Para santriwan dan santriwati sudah berkumpul di halaman ndalem. Aku dan Hasna duduk dibarisan paling depan supaya bisa leluasa melihat ketampanan Gus Rasyid.
Setelah selesai pembacaan ayat suci Al-quran MC kembali membacakan susunan acara berikutnya yaitu sambutan perwakilan dari pengurus pondok. Hatiku berdebar-debar tak menentu menunggu sosok bak pangeran di negeri dongeng itu muncul di panggung. Sepertinya semua santri juga menunggu-nunggu sambutan dari Gus Rasyid.
“Sambutan yang pertama dari pengasuh pondok pesantren Nurul Huda. Kepada beliau, Gus Ahmad Rasyidudin Salim, dipersilahkan untuk naik ke atas panggung.”

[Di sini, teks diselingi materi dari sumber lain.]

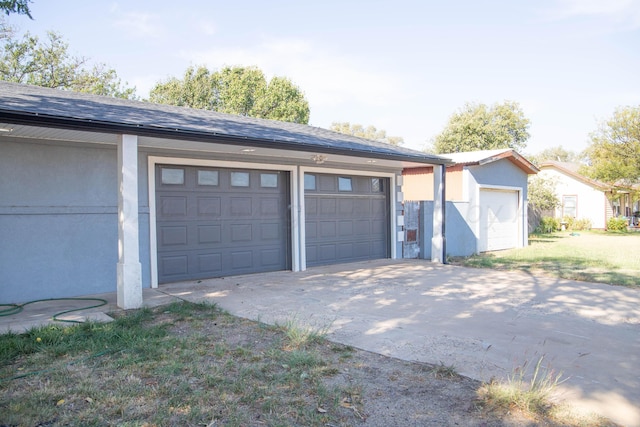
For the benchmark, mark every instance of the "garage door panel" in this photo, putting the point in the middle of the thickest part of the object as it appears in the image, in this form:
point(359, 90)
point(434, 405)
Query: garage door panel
point(328, 206)
point(241, 206)
point(345, 250)
point(241, 259)
point(217, 229)
point(327, 183)
point(499, 220)
point(311, 208)
point(362, 227)
point(377, 248)
point(311, 230)
point(270, 257)
point(345, 207)
point(270, 232)
point(345, 226)
point(362, 207)
point(174, 235)
point(327, 229)
point(378, 207)
point(209, 206)
point(269, 207)
point(209, 262)
point(174, 265)
point(326, 252)
point(241, 233)
point(345, 229)
point(209, 234)
point(173, 206)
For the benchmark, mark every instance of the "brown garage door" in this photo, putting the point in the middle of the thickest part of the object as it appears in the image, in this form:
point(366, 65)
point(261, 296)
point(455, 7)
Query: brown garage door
point(347, 218)
point(214, 222)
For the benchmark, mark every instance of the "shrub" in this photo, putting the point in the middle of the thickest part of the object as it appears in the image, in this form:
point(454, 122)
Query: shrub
point(581, 224)
point(617, 224)
point(549, 225)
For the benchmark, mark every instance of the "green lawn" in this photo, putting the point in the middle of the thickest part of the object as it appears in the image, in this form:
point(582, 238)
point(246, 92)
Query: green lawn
point(592, 256)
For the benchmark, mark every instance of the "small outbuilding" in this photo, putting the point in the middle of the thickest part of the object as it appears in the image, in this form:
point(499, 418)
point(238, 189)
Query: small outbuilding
point(100, 194)
point(486, 196)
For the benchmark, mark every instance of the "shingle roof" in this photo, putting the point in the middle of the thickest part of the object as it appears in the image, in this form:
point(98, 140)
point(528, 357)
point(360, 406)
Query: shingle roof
point(34, 105)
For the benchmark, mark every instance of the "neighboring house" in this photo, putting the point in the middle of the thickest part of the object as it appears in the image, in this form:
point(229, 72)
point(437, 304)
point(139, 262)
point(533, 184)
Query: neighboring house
point(101, 194)
point(486, 199)
point(584, 198)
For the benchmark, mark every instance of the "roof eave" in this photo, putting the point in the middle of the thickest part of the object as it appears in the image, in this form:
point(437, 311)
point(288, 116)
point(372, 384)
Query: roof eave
point(70, 123)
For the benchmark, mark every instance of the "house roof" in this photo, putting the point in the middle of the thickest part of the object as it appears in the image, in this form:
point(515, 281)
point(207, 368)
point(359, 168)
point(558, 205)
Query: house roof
point(37, 106)
point(483, 157)
point(571, 169)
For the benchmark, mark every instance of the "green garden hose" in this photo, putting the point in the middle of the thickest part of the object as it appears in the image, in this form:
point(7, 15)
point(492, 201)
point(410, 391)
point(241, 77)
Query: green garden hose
point(17, 308)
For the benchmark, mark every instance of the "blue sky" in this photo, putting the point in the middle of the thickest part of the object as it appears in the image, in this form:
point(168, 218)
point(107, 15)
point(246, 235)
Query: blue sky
point(403, 66)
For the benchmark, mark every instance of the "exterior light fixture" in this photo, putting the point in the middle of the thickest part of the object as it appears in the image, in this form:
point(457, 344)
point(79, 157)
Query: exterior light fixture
point(319, 158)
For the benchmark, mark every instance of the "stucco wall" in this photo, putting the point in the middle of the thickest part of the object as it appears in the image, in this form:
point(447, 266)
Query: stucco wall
point(460, 239)
point(501, 174)
point(418, 183)
point(58, 218)
point(58, 208)
point(591, 203)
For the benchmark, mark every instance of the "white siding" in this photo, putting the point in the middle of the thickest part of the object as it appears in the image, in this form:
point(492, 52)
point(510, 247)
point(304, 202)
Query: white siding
point(591, 203)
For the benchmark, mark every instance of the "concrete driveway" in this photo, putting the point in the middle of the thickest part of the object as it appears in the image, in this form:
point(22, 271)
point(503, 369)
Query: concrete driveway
point(484, 322)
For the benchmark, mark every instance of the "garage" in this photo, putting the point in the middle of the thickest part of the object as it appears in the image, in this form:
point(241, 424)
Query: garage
point(346, 218)
point(499, 220)
point(215, 222)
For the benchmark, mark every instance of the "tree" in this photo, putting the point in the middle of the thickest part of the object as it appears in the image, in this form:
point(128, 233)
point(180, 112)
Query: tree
point(480, 127)
point(542, 194)
point(21, 7)
point(370, 132)
point(614, 151)
point(31, 61)
point(556, 154)
point(235, 90)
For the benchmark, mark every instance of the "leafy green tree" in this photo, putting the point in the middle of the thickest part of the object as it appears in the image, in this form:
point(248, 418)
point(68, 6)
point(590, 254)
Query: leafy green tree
point(542, 193)
point(235, 90)
point(48, 63)
point(482, 127)
point(556, 154)
point(614, 151)
point(21, 7)
point(369, 132)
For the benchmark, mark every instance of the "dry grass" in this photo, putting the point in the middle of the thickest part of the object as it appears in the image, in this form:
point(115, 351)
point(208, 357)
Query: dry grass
point(192, 364)
point(587, 256)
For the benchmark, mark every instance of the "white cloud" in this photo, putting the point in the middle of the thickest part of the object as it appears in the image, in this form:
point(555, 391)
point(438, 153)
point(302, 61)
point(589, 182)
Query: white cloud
point(207, 28)
point(138, 24)
point(625, 12)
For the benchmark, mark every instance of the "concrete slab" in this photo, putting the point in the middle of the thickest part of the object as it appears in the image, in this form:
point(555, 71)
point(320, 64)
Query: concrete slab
point(484, 322)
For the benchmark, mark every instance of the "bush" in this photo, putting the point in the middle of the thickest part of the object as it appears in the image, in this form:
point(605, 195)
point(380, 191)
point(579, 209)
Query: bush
point(581, 224)
point(549, 225)
point(574, 224)
point(617, 224)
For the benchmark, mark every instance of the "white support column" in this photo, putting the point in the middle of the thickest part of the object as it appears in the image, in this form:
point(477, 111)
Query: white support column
point(437, 241)
point(129, 268)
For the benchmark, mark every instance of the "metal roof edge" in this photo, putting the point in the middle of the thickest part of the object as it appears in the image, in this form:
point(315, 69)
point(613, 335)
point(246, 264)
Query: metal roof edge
point(70, 123)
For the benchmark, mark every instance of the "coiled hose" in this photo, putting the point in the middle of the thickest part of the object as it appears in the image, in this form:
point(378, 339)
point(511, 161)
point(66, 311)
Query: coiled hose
point(17, 308)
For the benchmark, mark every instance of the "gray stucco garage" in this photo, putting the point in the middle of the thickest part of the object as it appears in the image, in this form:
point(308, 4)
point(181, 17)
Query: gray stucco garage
point(100, 194)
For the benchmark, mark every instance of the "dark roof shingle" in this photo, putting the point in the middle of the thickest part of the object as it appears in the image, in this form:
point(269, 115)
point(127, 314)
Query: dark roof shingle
point(42, 106)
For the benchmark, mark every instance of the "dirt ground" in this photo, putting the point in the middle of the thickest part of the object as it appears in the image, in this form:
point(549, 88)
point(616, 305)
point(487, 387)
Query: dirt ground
point(393, 392)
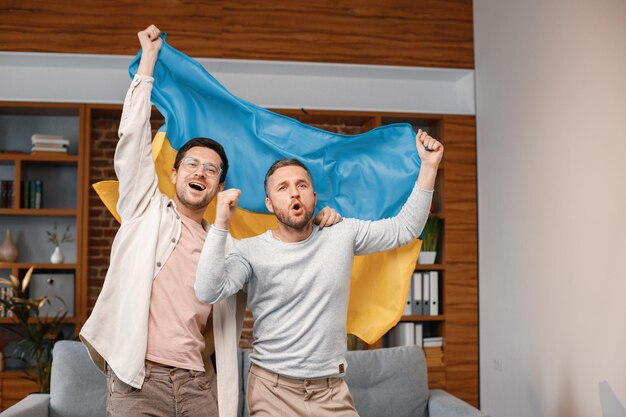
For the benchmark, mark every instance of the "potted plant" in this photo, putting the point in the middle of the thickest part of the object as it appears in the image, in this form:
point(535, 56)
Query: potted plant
point(36, 335)
point(430, 240)
point(53, 238)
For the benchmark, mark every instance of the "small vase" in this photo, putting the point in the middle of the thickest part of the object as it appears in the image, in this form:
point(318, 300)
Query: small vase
point(57, 256)
point(8, 249)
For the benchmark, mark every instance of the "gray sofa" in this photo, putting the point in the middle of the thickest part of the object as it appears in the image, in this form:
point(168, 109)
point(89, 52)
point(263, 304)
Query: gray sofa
point(384, 383)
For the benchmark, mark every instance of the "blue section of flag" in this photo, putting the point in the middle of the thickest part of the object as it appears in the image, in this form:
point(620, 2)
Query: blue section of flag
point(367, 176)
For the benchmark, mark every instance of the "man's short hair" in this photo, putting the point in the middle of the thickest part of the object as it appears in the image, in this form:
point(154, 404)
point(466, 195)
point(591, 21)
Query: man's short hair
point(285, 162)
point(205, 143)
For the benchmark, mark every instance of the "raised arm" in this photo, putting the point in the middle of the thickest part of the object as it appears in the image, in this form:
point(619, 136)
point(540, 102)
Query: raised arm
point(133, 162)
point(216, 277)
point(376, 236)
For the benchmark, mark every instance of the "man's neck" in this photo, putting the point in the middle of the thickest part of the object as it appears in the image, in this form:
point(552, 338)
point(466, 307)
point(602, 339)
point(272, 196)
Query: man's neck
point(290, 234)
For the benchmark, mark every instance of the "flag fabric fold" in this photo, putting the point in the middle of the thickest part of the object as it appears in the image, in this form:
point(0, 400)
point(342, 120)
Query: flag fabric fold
point(367, 176)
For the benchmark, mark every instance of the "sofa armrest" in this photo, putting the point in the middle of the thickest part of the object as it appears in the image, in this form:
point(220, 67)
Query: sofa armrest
point(34, 405)
point(443, 404)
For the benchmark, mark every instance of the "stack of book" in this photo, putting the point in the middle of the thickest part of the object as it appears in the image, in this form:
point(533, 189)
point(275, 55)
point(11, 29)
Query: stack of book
point(433, 350)
point(49, 143)
point(6, 200)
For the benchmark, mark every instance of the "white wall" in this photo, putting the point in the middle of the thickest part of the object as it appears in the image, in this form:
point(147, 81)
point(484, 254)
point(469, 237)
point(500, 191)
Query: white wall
point(551, 117)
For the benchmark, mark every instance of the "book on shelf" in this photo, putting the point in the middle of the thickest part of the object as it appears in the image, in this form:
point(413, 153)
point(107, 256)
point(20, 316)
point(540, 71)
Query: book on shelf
point(32, 194)
point(433, 342)
point(5, 293)
point(49, 143)
point(425, 293)
point(6, 196)
point(405, 334)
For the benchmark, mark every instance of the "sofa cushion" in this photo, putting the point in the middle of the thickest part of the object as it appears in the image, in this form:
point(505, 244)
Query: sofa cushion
point(77, 387)
point(388, 382)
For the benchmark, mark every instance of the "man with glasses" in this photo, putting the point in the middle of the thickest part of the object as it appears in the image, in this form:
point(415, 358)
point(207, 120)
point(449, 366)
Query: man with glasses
point(147, 331)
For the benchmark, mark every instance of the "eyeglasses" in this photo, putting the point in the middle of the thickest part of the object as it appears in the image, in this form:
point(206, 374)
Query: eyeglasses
point(209, 169)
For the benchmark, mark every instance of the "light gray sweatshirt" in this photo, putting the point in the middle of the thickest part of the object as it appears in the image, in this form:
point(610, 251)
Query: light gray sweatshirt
point(298, 292)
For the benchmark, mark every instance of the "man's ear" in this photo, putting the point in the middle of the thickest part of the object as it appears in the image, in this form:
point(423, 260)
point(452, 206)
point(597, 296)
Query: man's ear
point(173, 176)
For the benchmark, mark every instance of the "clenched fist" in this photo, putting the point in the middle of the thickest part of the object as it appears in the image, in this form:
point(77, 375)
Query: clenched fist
point(429, 149)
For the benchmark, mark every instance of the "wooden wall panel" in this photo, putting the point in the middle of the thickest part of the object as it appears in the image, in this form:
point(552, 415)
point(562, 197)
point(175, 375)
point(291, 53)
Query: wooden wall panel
point(461, 252)
point(428, 33)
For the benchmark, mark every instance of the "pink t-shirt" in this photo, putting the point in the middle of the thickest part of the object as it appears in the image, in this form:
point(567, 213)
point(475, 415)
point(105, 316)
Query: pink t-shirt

Mataku mengikuti setiap pergerakan dari Gus Rasyid. Dia mulai melangkah naik ke atas panggung dengan santainya. Aku semakin gusar tak karuan melihat sosoknya yang tampan tanpa cela itu dari dekat.
“Assalamualaikum warahmatullahi wabarakatuh.” Suaranya sedikit ngebass membuatku panas dingin. Beginikah rasanya suka dengan Gusnya sendiri. Aku belum pernah merasakan sebegitu sukanya pada seseorang. Ini baru kali pertama.
“Waalaikum salam warahmatullahi wabarakatuh,” jawaban menggema dari seluruh santri yang memenuhi halaman pondok terdengar riuh di telinga.
“Masyaallah, gantengnya calon imamku,” teriakku lantang tanpa sadar. Mataku masih tertuju ke depan. Sontak seluruh santri dan pengurus pondok menoleh ke arahku. Syifa dan Hasna cepat-cepat membekap mulutku.
“Ya Allah, May.. Mulutmu itu lo. Mbok ya dikondisikan. Dilos ae gak ini rem e,” Hasna berbisik dengan kesal.
“Mbuh. Di rungokno wong akeh Ilo. Suaramu cik banter men,” Syifa menambahkan.
Aku diam tak bergeming mendengar ocehan kedua sahabat baikku. Sambil menahan malu akibat celotehan refleksi barusan.